His intimate and fellow-sculptor—a painter also—Adrien Charpentier, executed a characteristic portrait of Roubiliac. He is represented at work upon a small-size model of his Shakespeare. He is touching the eye of the figure with his modelling tool, and the task, one of some delicacy and difficulty, adds to the animation of the operator. His head, where it is not covered by the fanciful loose head-dress affected by poets and artists of the period, is bald: possibly shaven, for the convenience of wig-wearing, after the custom of the time. His dress is disordered, his bosom bare, his wristbands loose. Had Roubiliac carved his own statue in stone, it would probably, in treatment, have closely followed Charpentier's picture.

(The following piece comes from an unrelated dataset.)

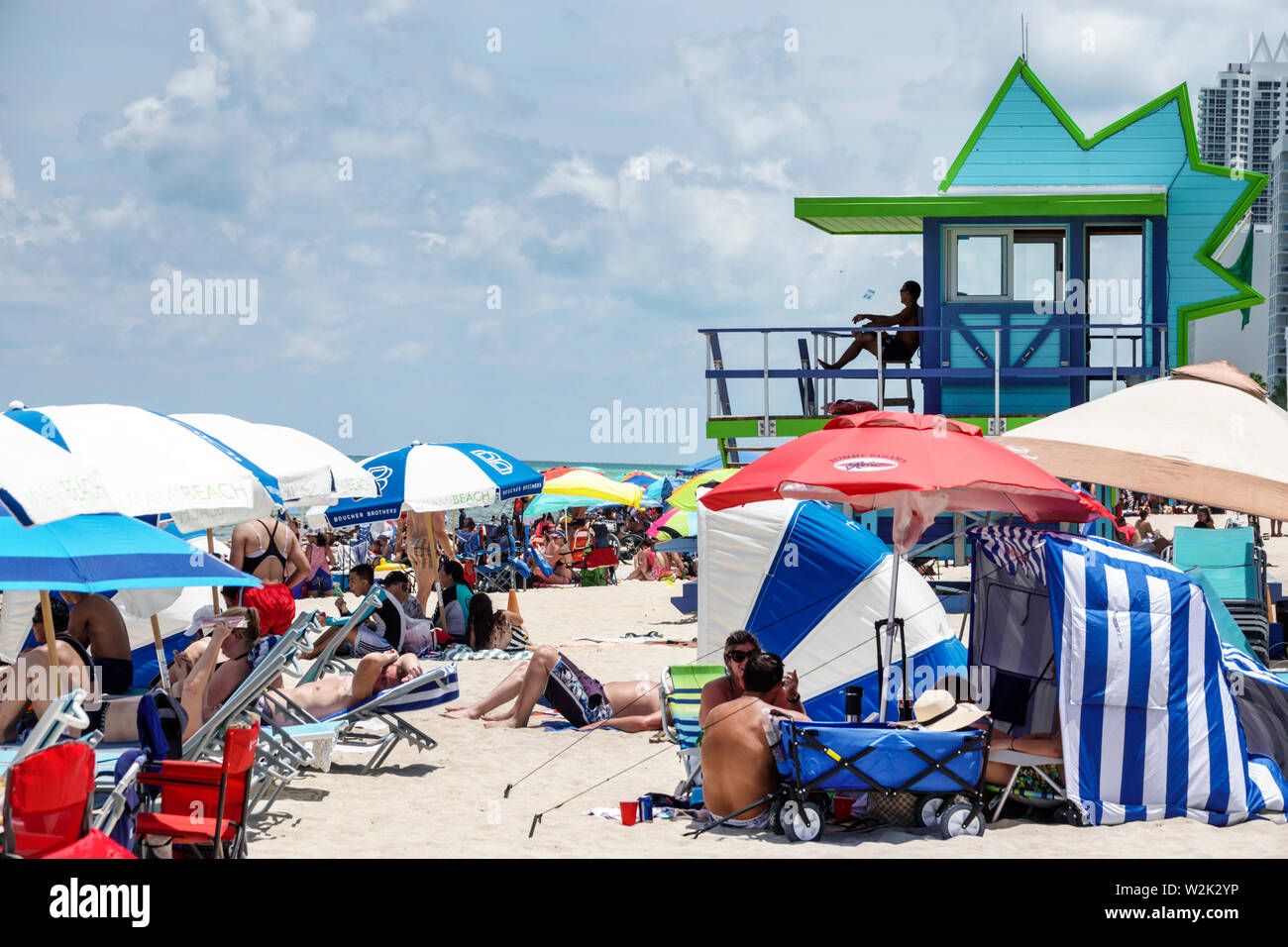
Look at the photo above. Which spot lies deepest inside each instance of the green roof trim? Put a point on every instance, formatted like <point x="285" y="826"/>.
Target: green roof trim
<point x="849" y="215"/>
<point x="1243" y="295"/>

A portrait of Roubiliac, painted by himself, was sold for three-and-sixpence only at the sale of his effects. The prices, indeed, at this sale seem to have been desperately low. There were no antiquities or objects of virtù brought to the hammer: and Mr. Canto was not the auctioneer! A copy by Reynolds of the Chandos portrait of Shakespeare, with seven other pictures, was knocked down for ten shillings only, the father of John Flaxman being the purchaser. Reynolds had painted the picture as a present to his friend, Mr. Roubiliac. It afterwards became the property of Mr. Edmond Malone.
NOTES:
[4] 'The Clandestine Marriage.'
[5] 'Chantrey esteemed highly the works of Roubiliac; he admired his busts; and thought the statue of Newton at Cambridge of the best character of portrait sculpture. The simplicity of the figure, united with the apparent intelligence and thought in the countenance, he considered as quite satisfactory; and although he generally disliked the imitation of any particular material in drapery, he was reconciled to the college dress of the philosopher. From its perfect arrangement, the imitation is so complete that the person who shows the statue at Cambridge always informs the visitor that it only requires to be black to render it a deception. He was inclined to tolerate anything that displayed ingenuity without violating possibility, yet he could never endure such extraneous and uninteresting matter as the shot, the barrel of powder, and the bent chamber of a piece of artillery in the monument to Lord Shannon, in Walton Church, which, with much to commend in the two figures, has a profusion of objects, and a grey marble background, representing a tent, altogether unnecessary and derogatory to the purity of sculpture. Still Roubiliac was rich in thought and reason, for, in his monument in Westminster Abbey, where he has represented Death as a skeleton, he felt that the thin and meagre bones would be as offensive as impracticable; therefore judiciously involved the greater part of the emblem in a shroud or drapery, adding thereby to his allegory and aiding his art. However hostile this style may be to the simplicity of sculpture, the ability of the artist in the conception and execution deserves high praise. The beadle of Worcester Cathedral informed a friend of Chantrey's, that when the sculptor was in that city he always went to see the monument to Bishop Hurd by Roubiliac, and remained a long time in intent observation of the work, for he thought the artist's power over the material surprising, though he disliked polishing the marble.'-Recollections of Chantrey, by George Jones, R.A.
The cast taken by Roubiliac from the face of Newton is in the Hunterian Museum, Glasgow.